Future Generali Instagram – Creating Awareness
When asked her thoughts about how is marketing on Instagram making it easier for younger audiences to understand insurance better, Varma promptly replies, “Absolutely. The potential is enormous. A recent report from NapoleonCat indicates 137.28 million Instagram users in India in December 2020, with ages 18 to 35, forming the largest user group.”
She feels that, unfortunately, insurance as an industry is struggling to be relevant to this significantly large group of consumers. The median age of an insurance customer is 35 years and while the brand ensures it is relevant to the core TG, it is constantly striving to drive awareness and consideration for protection products amongst a younger demographic to expand the market.
“It’s abundantly clear that Instagram is the right touchpoint to engage millennials, but the messaging and tonality of the communication also need to strike a chord.”
“We believe we will be successful in connecting with this audience with a relevant topic like mental health, which affects this demographic as acutely as others; with messaging that is interesting & engaging and a product proposition that delivers on the promise of covering both physical and mental health,” she briefs further.
‘Mental Health’ as a Communication Theme
Future Generali wants to lead the narrative on mental health and transform this into a movement, larger than the existing campaign.
Moving ahead, it plans to roll out multiple initiatives around mental health and wellbeing, whether those are differentiated & innovative product propositions, services or partnerships to support customers.

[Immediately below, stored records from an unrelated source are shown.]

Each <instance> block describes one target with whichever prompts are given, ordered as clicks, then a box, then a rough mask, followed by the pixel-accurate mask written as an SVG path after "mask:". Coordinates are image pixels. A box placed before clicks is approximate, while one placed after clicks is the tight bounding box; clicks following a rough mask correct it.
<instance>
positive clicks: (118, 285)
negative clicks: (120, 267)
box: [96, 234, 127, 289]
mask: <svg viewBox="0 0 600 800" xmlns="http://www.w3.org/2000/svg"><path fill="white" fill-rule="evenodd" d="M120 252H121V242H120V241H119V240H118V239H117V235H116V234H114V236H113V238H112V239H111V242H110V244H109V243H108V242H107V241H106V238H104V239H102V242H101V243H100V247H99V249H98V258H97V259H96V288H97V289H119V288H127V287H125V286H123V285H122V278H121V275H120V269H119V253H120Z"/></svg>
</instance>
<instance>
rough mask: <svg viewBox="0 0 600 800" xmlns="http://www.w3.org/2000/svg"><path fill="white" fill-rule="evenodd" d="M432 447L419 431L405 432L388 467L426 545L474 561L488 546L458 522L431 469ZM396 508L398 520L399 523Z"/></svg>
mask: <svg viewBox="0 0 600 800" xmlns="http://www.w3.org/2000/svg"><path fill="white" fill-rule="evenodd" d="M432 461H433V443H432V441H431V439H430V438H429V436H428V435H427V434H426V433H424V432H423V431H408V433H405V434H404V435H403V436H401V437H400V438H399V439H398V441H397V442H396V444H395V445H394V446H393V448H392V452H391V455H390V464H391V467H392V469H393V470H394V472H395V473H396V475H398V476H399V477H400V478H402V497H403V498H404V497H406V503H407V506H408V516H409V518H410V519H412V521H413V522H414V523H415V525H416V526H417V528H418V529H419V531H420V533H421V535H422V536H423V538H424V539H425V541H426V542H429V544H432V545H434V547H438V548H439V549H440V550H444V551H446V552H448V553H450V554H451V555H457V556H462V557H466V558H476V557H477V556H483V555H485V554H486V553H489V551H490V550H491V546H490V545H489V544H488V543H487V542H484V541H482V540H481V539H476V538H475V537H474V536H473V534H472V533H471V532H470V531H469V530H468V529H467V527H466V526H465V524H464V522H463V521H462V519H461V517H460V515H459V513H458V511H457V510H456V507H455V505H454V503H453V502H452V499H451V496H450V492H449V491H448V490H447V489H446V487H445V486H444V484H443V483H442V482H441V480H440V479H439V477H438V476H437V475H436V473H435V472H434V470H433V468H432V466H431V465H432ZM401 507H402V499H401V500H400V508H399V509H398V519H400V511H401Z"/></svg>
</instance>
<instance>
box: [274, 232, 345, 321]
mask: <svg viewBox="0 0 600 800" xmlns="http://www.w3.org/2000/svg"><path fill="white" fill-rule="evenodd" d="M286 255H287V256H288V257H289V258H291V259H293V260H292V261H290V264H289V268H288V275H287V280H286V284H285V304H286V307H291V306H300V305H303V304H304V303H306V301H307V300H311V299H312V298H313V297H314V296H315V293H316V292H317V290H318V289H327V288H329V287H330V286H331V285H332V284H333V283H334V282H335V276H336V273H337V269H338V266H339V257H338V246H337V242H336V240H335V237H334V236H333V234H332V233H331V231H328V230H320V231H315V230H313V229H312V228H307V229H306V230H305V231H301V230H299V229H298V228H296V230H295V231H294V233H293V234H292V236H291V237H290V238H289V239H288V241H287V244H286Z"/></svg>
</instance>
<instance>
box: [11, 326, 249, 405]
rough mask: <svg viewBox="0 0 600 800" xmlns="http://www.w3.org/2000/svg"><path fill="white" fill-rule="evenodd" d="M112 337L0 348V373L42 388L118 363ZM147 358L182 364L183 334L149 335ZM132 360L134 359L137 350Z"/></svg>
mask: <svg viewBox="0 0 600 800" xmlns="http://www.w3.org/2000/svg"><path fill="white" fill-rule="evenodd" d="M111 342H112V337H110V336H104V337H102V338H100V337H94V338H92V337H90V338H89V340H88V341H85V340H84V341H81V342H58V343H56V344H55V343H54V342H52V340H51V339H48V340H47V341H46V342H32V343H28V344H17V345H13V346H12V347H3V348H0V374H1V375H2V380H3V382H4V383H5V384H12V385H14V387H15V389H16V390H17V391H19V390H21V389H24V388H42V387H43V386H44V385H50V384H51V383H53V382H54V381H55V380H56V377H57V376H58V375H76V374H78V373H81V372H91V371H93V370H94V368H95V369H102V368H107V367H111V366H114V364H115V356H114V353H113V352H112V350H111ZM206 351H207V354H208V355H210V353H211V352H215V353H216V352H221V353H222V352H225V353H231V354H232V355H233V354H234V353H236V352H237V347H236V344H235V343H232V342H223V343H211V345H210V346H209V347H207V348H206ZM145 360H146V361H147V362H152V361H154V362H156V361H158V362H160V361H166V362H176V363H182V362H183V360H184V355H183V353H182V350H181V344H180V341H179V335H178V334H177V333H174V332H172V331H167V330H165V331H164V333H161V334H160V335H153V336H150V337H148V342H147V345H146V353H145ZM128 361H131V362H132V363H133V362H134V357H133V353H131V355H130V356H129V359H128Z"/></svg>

Early on in the lockdown, FGII launched a free COVID-19 Helpline where employees could speak to a counselor and seek help from mental health experts. They also organized wellness sessions like Yoga & Zumba to keep them de-stressed and fun game sessions post work where the employees’ families could also participate. Future Generali Instagram was buzzing.
As lines between personal life and work are constantly getting blurred, the organization has also been sending work-from-home tips to ensure that employees take some time off to unwind.
Making mental health and wellness a key pivot in its brand story, FGII plans to continue building conversations & driving awareness around mental health to position Future Generali as a relevant, differentiated brand focused on consumers’ needs.